Aucun mouvement radical n'a diffusé de revendication, et le principal, Ansar Al Charia (les partisans de la charia), refuse tout contact avec les médias étrangers.
Les forces de l'ordre qui ont dispersé sans ménagement les mouvements sociaux ces dernières semaines se sont montrées plutôt discrètes, n'annonçant aucune interpellation.
Dès lors, certains soupçonnent de complicité les islamistes du parti au pouvoir, Ennahda. "On laisse faire les salafistes", s'emporte Leïla Toubel, célèbre dramaturge tunisienne.
"Comment croire que ce gouvernement et Ennahda ne sont pas impliqués? Je voudrais bien croire qu'ils n'y sont pour rien mais ces gens (les salafistes, ndlr) sont restés impunis, ils font leur loi", poursuit-elle, dénonçant une "complicité au moins par le silence".
Le monde de la culture dénonce le laxisme des autorités
"Ce qui est grave dans cette affaire, en plus de l'activisme des extrémistes religieux qui prend chaque jour plus d'ampleur, c'est le laxisme des autorités qui capitulent à chaque fois devant les diktats de quelques énergumènes barbus", estime le journal en ligne Kapitalis, très critique du pouvoir.
Le ministère de l'Intérieur, contacté par l'AFP, n'a pas commenté ces accusations, indiquant simplement qu'un communiqué était en préparation.
Le ministère de la Culture a vu dans l'annulation forcée du spectacle de Lofti Abdelli une "atteinte à la liberté d'expression", mais n'a pas expliqué la passivité des policiers.
"Ce genre d'agissements constituent une atteinte à la liberté d'expression et une menace dangereuse pour le droit à la culture", a-t-il relevé, ajoutant, sans plus de précisions, qu'une action en justice était en cours.

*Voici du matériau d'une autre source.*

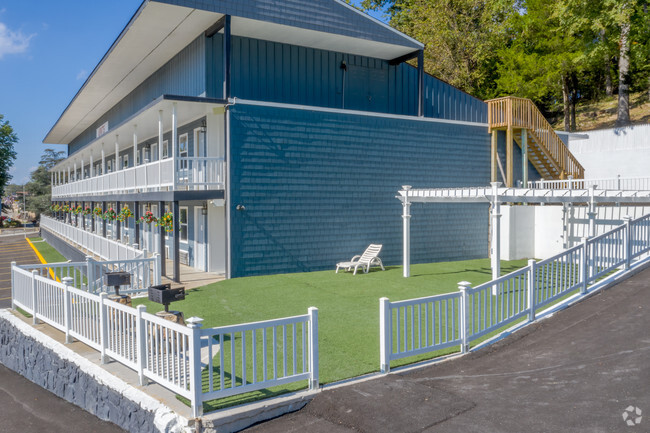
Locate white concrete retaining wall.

Ennahda était déjà dans la ligne de mire de défenseurs des droits de l'Homme pour avoir déposé un projet de loi punissant de prison ferme l'atteinte au sacré. Nombre d'observateurs considèrent que ce texte constitue une atteinte à la liberté d'expression et de création.
L'opposition et la société civile ont aussi a maintes reprises critiqué le manque d'empressement des autorités à sévir contre les salafistes.
Le chef d'Ennahda, Rached Ghannouchi avait expliqué en juillet chercher le dialogue avec cette mouvance afin que la Tunisie ne retombe pas dans "l'oppression, la torture, l'emprisonnement" qui caractérisaient le régime du président déchu Zine el Abidine Ben Ali.
"Les chasser et les pourchasser ne fera qu'augmenter leur exclusion et radicaliser leur engagement", jugeait-il.